The Devil Is the Numbers
July 29, 2016
Written by: Becky Novotne
Damn! That was the first word out of my mouth as I stepped on that stupid scale. I was feeling so good just knowing that I had to have lost weight and inches. Damn. I didn’t lose weight. I really didn’t lose any inches in the areas that I really want to lose inches. In fact, pretty sure I gained at least 6 or 8 pounds since I last stepped on that stupid scale. I felt defeated. I was really bummed. I went home sulking to myself.
“What the hell is wrong with me? Why am I not losing weight? You must not be working out hard enough. You’re slacking. You need to do better. You are wasting your time. You should just quit. Do you know how much money you are spending to not lose weight? That’s a lot of money. If you quit, you would have so much more time to do stuff at home. Are all those people that have been commenting on how good I look just saying it to be “nice” or do they really mean it?”

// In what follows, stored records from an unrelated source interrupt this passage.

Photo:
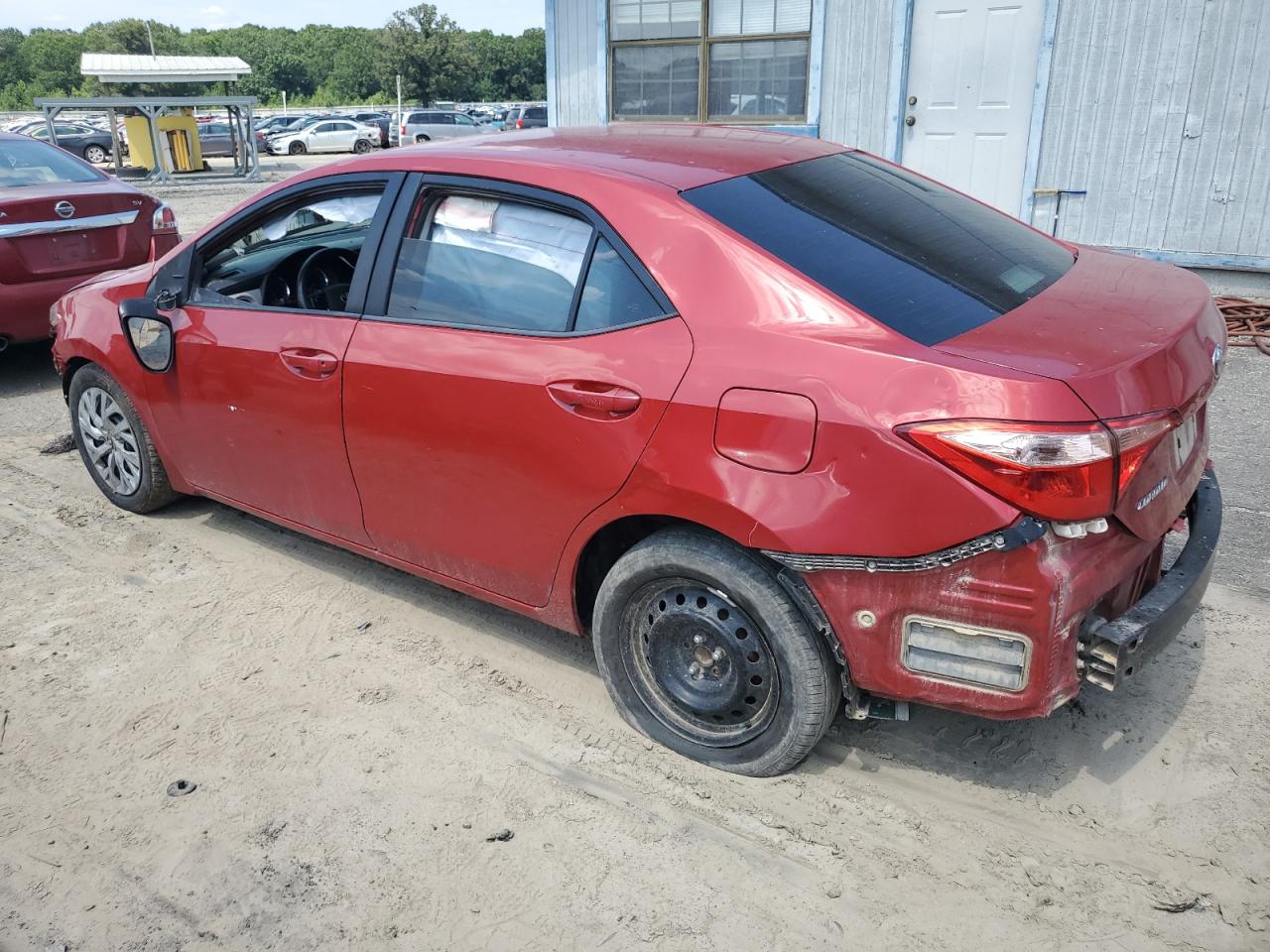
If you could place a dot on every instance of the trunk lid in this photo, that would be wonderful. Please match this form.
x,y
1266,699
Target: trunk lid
x,y
1129,336
58,245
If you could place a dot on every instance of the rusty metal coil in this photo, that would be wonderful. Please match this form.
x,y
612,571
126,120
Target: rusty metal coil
x,y
1247,322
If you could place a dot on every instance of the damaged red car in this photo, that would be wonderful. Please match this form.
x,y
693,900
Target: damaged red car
x,y
63,221
775,421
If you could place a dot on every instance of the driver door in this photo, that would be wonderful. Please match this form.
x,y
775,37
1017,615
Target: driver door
x,y
254,394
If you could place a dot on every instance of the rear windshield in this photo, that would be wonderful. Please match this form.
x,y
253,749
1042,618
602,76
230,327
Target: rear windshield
x,y
31,163
920,258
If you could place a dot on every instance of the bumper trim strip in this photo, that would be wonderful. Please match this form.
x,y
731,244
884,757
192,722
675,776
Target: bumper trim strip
x,y
1021,534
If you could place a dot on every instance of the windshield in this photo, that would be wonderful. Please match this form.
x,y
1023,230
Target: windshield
x,y
922,259
31,163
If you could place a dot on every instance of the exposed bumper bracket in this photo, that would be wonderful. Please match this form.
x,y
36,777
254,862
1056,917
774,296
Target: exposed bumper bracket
x,y
1111,652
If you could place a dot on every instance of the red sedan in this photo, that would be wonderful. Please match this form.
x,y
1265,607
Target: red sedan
x,y
776,422
63,221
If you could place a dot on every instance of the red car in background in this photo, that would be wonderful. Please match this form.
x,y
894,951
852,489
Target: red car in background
x,y
62,222
776,422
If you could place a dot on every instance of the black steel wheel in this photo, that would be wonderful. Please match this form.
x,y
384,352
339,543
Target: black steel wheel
x,y
699,662
705,653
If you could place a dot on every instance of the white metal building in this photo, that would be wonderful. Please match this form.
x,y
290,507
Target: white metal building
x,y
1150,116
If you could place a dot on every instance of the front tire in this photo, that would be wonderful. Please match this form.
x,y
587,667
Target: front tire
x,y
114,444
703,652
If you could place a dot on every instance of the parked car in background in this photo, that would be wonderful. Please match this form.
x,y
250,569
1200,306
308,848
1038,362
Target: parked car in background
x,y
662,389
379,121
531,117
91,145
62,222
427,125
217,140
326,136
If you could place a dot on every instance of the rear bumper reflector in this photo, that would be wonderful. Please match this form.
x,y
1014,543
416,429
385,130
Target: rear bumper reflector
x,y
964,653
1111,652
53,227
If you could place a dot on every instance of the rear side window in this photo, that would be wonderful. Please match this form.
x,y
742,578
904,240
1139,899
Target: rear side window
x,y
612,295
492,264
506,264
920,258
30,163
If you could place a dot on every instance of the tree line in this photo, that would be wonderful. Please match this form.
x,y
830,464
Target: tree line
x,y
316,64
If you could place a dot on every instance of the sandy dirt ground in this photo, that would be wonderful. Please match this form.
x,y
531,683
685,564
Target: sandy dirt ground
x,y
357,737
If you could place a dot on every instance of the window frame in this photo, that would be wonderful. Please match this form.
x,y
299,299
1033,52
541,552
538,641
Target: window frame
x,y
421,195
703,44
296,195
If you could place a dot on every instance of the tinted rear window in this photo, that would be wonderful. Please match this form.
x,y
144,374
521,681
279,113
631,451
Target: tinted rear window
x,y
922,259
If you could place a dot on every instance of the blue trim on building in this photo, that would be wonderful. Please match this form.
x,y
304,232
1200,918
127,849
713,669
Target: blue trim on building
x,y
1040,93
1202,259
553,91
901,45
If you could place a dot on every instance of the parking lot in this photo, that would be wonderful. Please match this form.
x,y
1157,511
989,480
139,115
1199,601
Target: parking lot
x,y
359,739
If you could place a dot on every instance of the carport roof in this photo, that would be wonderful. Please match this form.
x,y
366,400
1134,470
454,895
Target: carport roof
x,y
117,67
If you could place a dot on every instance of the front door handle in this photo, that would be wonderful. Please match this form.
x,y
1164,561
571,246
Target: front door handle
x,y
307,362
594,399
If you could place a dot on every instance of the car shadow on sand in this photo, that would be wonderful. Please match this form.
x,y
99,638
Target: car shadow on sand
x,y
1098,734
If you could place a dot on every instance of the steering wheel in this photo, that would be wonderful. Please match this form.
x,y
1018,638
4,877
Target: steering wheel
x,y
324,280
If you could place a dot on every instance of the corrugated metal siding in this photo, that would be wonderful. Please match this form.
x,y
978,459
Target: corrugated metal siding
x,y
853,85
1159,109
576,71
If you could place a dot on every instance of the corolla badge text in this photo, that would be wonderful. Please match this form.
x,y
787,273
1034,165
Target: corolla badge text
x,y
1155,492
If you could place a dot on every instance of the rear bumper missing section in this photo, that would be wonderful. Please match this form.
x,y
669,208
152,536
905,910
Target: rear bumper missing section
x,y
1111,652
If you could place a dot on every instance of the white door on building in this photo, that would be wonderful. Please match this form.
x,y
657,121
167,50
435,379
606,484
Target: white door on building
x,y
970,76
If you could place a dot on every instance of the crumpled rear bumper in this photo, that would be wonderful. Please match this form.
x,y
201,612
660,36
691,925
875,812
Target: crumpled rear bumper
x,y
1111,652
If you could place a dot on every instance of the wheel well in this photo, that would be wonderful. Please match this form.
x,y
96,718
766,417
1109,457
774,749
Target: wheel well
x,y
607,546
71,370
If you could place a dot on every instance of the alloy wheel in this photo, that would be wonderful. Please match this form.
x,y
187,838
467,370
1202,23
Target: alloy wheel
x,y
108,440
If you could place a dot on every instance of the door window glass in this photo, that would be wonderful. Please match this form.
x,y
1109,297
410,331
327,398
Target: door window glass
x,y
612,295
492,263
302,255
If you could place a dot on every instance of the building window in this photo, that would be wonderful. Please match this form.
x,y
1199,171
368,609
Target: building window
x,y
749,64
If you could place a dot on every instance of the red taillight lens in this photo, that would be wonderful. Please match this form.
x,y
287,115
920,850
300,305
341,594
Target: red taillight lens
x,y
164,221
1065,471
1135,436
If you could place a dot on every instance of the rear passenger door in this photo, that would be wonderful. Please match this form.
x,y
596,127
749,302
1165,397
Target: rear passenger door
x,y
504,381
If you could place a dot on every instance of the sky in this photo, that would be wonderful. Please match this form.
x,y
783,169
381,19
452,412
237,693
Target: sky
x,y
499,16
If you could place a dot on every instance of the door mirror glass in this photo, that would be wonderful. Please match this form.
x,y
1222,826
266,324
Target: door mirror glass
x,y
149,333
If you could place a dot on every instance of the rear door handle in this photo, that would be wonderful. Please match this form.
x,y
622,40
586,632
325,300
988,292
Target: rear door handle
x,y
307,362
594,399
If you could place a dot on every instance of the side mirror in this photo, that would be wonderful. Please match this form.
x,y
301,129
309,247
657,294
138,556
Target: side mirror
x,y
149,333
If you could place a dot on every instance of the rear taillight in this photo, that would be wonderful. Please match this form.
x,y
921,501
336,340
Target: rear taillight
x,y
164,221
1051,470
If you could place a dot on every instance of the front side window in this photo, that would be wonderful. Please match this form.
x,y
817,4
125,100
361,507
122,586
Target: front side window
x,y
30,163
504,264
300,255
658,49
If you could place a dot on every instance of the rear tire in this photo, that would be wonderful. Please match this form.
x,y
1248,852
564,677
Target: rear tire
x,y
705,653
107,426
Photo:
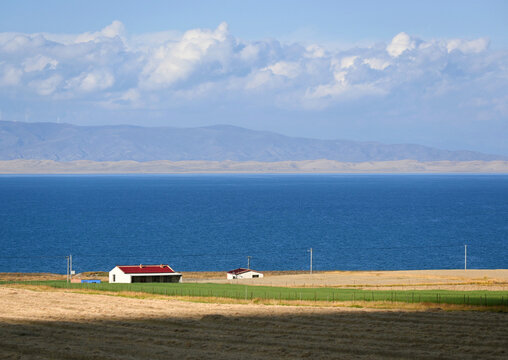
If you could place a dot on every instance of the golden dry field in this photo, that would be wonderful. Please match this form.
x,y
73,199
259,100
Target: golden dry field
x,y
44,323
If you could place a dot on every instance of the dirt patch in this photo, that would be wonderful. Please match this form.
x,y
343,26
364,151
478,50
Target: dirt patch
x,y
378,280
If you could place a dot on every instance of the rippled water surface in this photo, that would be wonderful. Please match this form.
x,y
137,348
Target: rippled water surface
x,y
213,222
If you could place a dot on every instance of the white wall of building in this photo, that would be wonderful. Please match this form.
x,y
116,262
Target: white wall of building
x,y
117,276
245,275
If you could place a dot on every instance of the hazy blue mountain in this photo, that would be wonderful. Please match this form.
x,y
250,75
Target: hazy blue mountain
x,y
64,142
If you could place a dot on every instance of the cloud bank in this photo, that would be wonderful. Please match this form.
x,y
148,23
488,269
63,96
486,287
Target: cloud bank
x,y
113,70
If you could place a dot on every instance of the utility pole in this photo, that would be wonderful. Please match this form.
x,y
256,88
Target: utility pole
x,y
310,250
67,270
465,257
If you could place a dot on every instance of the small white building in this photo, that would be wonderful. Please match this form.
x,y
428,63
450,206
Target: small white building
x,y
126,274
242,273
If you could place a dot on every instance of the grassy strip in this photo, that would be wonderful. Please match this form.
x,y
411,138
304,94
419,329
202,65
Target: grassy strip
x,y
245,292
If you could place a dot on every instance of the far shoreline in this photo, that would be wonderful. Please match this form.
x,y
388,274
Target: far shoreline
x,y
303,167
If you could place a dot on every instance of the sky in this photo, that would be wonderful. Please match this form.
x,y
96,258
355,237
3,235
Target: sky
x,y
429,72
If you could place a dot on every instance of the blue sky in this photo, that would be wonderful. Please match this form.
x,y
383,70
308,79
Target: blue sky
x,y
429,72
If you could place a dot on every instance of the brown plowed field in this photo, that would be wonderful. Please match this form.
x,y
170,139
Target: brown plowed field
x,y
66,325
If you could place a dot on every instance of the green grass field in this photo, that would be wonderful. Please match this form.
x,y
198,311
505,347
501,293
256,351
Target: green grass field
x,y
234,291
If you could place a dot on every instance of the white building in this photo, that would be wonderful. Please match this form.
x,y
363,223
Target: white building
x,y
126,274
242,273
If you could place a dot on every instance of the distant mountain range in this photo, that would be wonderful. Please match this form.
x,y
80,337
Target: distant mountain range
x,y
65,142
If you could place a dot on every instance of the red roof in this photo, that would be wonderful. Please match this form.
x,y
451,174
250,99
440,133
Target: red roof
x,y
239,271
145,269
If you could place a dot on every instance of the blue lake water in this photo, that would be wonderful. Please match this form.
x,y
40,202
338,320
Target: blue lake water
x,y
213,222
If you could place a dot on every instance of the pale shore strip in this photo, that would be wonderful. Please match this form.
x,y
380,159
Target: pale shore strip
x,y
22,166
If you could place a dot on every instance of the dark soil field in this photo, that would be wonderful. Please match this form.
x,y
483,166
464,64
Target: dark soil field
x,y
58,324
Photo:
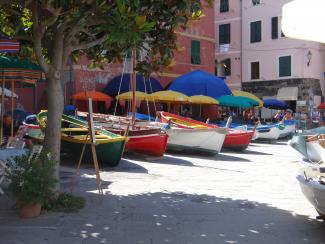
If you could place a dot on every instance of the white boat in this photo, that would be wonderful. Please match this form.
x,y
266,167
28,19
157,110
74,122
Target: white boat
x,y
289,128
315,148
312,147
268,132
206,139
314,191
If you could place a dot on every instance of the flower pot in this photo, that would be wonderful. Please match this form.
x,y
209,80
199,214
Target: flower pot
x,y
30,210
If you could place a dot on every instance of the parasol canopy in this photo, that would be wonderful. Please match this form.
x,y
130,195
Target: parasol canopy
x,y
8,93
238,93
138,96
321,106
200,99
275,104
232,101
169,96
199,82
94,95
121,84
15,69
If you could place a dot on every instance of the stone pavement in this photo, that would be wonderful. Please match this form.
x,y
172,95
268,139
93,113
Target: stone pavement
x,y
250,197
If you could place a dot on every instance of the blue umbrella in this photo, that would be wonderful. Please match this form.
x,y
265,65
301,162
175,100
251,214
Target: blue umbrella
x,y
112,88
232,101
199,82
275,104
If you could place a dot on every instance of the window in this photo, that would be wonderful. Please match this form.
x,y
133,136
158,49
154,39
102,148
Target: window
x,y
256,2
285,66
224,6
275,29
224,34
195,52
226,65
256,31
255,70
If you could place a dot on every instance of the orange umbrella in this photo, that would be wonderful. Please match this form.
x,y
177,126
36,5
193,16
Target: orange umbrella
x,y
96,96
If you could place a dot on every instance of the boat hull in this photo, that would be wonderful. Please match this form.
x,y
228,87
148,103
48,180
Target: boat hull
x,y
153,145
235,139
238,140
314,192
108,154
288,130
315,152
273,133
206,140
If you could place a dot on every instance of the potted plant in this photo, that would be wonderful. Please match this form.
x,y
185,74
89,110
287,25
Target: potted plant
x,y
31,183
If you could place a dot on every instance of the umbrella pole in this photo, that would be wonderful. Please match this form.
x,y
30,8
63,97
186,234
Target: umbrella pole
x,y
133,84
12,107
2,107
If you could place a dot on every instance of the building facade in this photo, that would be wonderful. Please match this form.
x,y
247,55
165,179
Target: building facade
x,y
228,42
277,66
197,48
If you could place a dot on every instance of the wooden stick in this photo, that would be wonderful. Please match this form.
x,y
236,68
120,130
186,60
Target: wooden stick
x,y
79,163
12,106
93,145
2,107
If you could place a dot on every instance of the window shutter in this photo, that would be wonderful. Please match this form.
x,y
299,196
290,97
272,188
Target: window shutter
x,y
195,52
224,6
256,31
224,34
285,66
275,28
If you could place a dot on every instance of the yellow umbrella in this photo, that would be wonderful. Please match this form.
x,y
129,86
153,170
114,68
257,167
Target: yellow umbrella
x,y
248,95
138,95
201,99
169,96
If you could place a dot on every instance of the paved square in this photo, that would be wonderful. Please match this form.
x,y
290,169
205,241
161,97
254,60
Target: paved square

I can be pretty mean to Me. It’s the same Me that just worked my ass of in class, dripping sweat, pushing myself to lift those weights. The same Me that did 80lb chest presses. The Badass Me.
I have to ignore the numbers. Yes, they are a measure of success in a way. But they are just numbers. The numbers don’t know what I do every day. They don’t know how hard I work out. They don’t know that I had a great fit test. They don’t know that I can do sit ups and push-ups now; something I couldn’t do when I started. They don’t know that I am healthy. They are just numbers.
There is no scale that measures every time I walk thru the doors at the gym. No scale that can measure my happiness. There is no scale that can measure the enjoyment I see in my son’s eyes when we go on an adventure-one before I would have never considered because I was so out of shape. There is no scale that can measure the loving looks I get from my husband as he is looking at my new transforming body.
So, Devil scale, Kiss my BADASS! YOU DON’T KNOW ME!